In the last 30 days the Westpac Banking Corp (ASX: WBC) share price has been one of the better performing shares on the local share market.
During this time the shares of Australia's oldest bank have risen 7%.
Is it too late to invest?
Whilst I wouldn't class Westpac's shares as being a bargain buy anymore following this gain, I still believe there is reasonable upside potential left to make them worthy of an investment today.
Especially considering they currently provide investors with a market-beating trailing fully franked 5.8% dividend.
There had been concerns that APRA's new unquestionably strong capital benchmarks could have put pressure on its business and ultimately its dividend, but this seems unlikely now.

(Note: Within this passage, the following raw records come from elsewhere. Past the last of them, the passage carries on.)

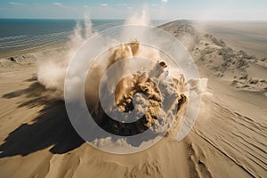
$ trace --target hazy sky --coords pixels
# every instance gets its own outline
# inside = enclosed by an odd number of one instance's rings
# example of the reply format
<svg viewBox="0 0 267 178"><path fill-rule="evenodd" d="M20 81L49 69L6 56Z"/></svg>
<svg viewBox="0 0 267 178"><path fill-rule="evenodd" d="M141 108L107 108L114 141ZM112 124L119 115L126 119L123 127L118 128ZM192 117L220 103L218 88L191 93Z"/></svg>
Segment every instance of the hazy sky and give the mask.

Much like rivals Commonwealth Bank of Australia (ASX: CBA) and the rest of the big four banks, Westpac has advised that it is well positioned to meet the new benchmark thanks to the proactive steps it has taken to boost its CET1 capital ratio.
At present Westpac boasts a CET1 capital ratio of 10% and will need only to lift it to 10.5% by the start of 2020 in order to meet the new benchmark.
That's not to say that there aren't other risks that could impact its business. A housing market crash and a rise in bad debts are two key risks that are worth considering.
Whilst bad debts could rise as rates increase, I think it will be some time until the cash rate increases. And when it does I expect the Reserve Bank to raise it very carefully to avoid such an occurrence.
All in all, based on its current outlook, strong business, current share price, and dividend, Westpac would have to be my first pick in the banking sector at this point.